Alan Stein Jr returns to discuss his book Next Play, exploring how to maintain confidence during setbacks. The performance coach who worked with NBA players like Kevin Durant and Kobe Bryant shares strategies for emotional regulation, building unshakable self-belief, and transitioning from failures to future success through intentional mindset shifts.

Key Questions Answered

  • Whiteboard Memory Technique: Great performers erase previous failures immediately before the next attempt. Kobe Bryant shot his ninth shot as if he made the first eight, not allowing negative energy from misses to affect subsequent performance. Separate emotions from actions by maintaining consistent standards regardless of feelings, preventing disappointment from dictating behavior and creating inconsistent results.
  • Three Sources of Confidence: Build self-belief through keeping promises to yourself (waking at 6AM when planned), demonstrated performance during unseen hours (practicing when no one watches), and constructive self-talk. Confidence cannot depend on outcomes you cannot control. Attach identity to controllable process factors like effort and attitude rather than results to maintain consistency through wins and losses.
  • Kobe's 3AM Training Philosophy: Bryant trained three times daily during off-seasons, starting at 3:30AM, reasoning that competitors training twice daily would never catch up when stacking years of this advantage. More important than volume was his obsessive focus on fundamental movements taught to middle schoolers, executed with unparalleled intensity and precision, proving mastery of basics creates separation at elite levels.
  • Next Play in Macro Transitions: Beyond moment-to-moment recovery from mistakes, proactively plan for major life transitions before they occur. Identify the next play when children leave home, parents pass away, marriages end, or careers shift. Being proactive about these inevitable changes rather than reactive when they happen prevents identity crises and creates smoother transitions through major life phases.
  • Accountability Before Compassion Framework: When helping someone through failure, first validate their emotions without trivializing pain, then immediately ask how they were complicit in the outcome.
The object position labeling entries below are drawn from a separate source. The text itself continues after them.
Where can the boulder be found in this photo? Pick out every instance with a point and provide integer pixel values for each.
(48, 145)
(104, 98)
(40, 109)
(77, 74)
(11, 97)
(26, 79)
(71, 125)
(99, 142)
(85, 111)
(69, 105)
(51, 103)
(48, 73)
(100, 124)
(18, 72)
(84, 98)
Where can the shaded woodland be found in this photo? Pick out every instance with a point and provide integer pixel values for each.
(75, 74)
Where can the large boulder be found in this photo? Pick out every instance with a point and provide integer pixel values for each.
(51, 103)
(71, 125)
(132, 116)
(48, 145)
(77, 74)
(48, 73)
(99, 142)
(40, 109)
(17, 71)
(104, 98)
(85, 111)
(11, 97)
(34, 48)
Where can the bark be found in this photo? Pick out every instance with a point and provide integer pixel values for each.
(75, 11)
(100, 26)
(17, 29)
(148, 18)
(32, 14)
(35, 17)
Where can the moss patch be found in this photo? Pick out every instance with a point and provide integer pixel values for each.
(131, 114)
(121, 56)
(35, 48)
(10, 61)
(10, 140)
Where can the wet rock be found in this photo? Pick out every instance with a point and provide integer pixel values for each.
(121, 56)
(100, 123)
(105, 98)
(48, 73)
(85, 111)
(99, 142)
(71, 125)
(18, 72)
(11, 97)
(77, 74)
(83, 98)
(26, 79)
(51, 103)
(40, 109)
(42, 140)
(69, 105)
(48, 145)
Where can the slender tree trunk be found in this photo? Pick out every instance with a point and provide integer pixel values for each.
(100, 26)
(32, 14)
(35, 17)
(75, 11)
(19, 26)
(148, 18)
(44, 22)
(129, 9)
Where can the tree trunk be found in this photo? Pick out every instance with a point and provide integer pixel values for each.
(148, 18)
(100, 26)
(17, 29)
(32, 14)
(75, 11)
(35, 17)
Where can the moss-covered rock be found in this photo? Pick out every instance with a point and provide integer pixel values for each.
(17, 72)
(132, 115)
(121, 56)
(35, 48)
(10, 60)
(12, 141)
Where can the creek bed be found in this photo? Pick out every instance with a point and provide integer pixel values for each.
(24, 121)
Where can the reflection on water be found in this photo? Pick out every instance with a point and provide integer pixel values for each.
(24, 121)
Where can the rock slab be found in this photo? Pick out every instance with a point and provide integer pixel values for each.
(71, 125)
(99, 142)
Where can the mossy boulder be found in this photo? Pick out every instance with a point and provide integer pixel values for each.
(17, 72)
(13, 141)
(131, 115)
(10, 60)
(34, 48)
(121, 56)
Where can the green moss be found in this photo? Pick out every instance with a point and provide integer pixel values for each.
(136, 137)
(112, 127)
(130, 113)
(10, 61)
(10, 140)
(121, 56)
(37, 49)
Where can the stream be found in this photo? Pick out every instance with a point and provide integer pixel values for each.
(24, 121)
Eliminate blaming, complaining, and excuse-making by requiring ownership of their role. Use the pain as catalyst for growth by identifying different future behaviors, walking through difficulty together while maintaining belief in their capability to overcome.

Notable Moment

Wayne Dyer stopped his beach run to spend ninety minutes with a young struggling professional, telling him to never attach confidence to abilities or results but instead to intentions. This advice to connect with the desire to help people before every performance created a stable confidence foundation for thirty-five years, unshaken by mistakes or failures.